Aside from Warhol, the place toward which my mind immediately turns as I think
about what Nicholas refers to as the Immaculate Deception is Camille Paglia’s
identification of Jacques Derrida as a junk-bond salesman in her “Junk Bonds
and Corporate Raiders” (part of Sex, Art, and American Culture). I think my
mind races to this piece of writing because it does raise the important
question of the potential bankruptcy of theory in general (a risk that does not
seem to plague philosophy quite the same way).
Glancing anew at Derrida’s The Gift of Death, I take immense pleasure in the
text’s flow, the beautiful post-structural play of surfaces that carry me away
on currents of semantic glissement: perhaps she’s right, but without
comprehending that the problematic she formulates is wrong because theory is
nor philosophy, what it can give transcends the gross objectivity of a fact or
datum. Still, there is Derrida’s love of counterfeit money in Gift and Given
Time. How does this tropism speak to Madoff’s antics? To the culture that
will flourish in the wake of collapse and that has flowered all along during
these golden years of HELOC madness and Home Depot grand openings? To the
“cultural logic” of late capitalism in general, and the late, late gerontic
capitalism of today’s world?
Places my mind travels to next:
The marvelous bankruptcy of American culture in general—especially in its
postmodern instantiation. Something for nothing, nothing for nothing.

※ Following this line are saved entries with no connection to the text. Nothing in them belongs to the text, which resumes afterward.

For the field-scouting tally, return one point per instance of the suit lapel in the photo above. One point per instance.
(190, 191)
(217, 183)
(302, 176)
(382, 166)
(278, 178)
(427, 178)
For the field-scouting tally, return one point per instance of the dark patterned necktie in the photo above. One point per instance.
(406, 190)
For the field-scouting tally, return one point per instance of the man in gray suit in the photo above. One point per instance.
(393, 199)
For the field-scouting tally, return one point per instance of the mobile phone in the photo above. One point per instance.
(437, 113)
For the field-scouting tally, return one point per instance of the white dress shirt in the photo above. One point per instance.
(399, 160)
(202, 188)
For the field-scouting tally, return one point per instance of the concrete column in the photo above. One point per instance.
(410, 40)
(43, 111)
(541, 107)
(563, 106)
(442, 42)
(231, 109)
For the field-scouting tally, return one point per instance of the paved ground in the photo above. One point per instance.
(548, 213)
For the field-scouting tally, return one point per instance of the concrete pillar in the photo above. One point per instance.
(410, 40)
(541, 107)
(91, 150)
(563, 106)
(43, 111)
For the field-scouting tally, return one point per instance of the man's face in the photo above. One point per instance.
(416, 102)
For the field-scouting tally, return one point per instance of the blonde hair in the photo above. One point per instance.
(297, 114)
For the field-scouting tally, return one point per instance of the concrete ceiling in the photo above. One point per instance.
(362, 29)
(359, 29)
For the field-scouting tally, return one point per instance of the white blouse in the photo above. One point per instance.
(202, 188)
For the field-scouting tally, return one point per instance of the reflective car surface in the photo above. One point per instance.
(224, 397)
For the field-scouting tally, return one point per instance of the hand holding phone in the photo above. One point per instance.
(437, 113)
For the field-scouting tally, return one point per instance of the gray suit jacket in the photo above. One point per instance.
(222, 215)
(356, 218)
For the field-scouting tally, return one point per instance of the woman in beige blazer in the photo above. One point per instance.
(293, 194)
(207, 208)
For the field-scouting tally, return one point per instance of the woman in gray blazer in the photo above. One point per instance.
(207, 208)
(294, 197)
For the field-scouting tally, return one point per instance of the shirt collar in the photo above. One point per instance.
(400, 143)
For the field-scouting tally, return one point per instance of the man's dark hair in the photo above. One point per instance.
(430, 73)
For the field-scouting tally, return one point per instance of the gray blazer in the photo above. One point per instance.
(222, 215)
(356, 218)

The Dotcom crash of the early millennium as prefigurement to the present real
estate crash: the no-there-there of the virtual reasserts itself in the
financial sector.
9/11 and the return of a historically meaningful present, pace Baudrillard’s
post-history: what is post-postmodernism? Are we experiencing it now?
Specifically, what comes next, after irony? The Pecker paradigm.
“Yes We Can” becomes “Yes You Can”; the Obama slogan becomes a Pepsi mantra (or
is it the Obama mantra becomes the Pepsi slogan?). Where do we go with this
mutation?
On a recent trip to Geneva, I stumbled across a department store (Manor-La
Placette) built on the original site of Jean-Jacques Rousseau’s boyhood home: a
little placard, tender yet bearing the weight of history, read something to the
effect of “Ice est né le petit Rousseau….’ How do we read this repurposing of
Rousseau in light of his “Discourse on the Arts and Sciences”? How do we
connect the cultural bankruptcy Rousseau outlines with recent Wall Street
hijinks? Commerce and culture alike straddle an abyss of currency and meaning:
what does each realm have to say to the other regarding risk and venture?
Alright: this little poetic scatter catalogues my various points of inception.
I am looking forward to reading everyone else’s.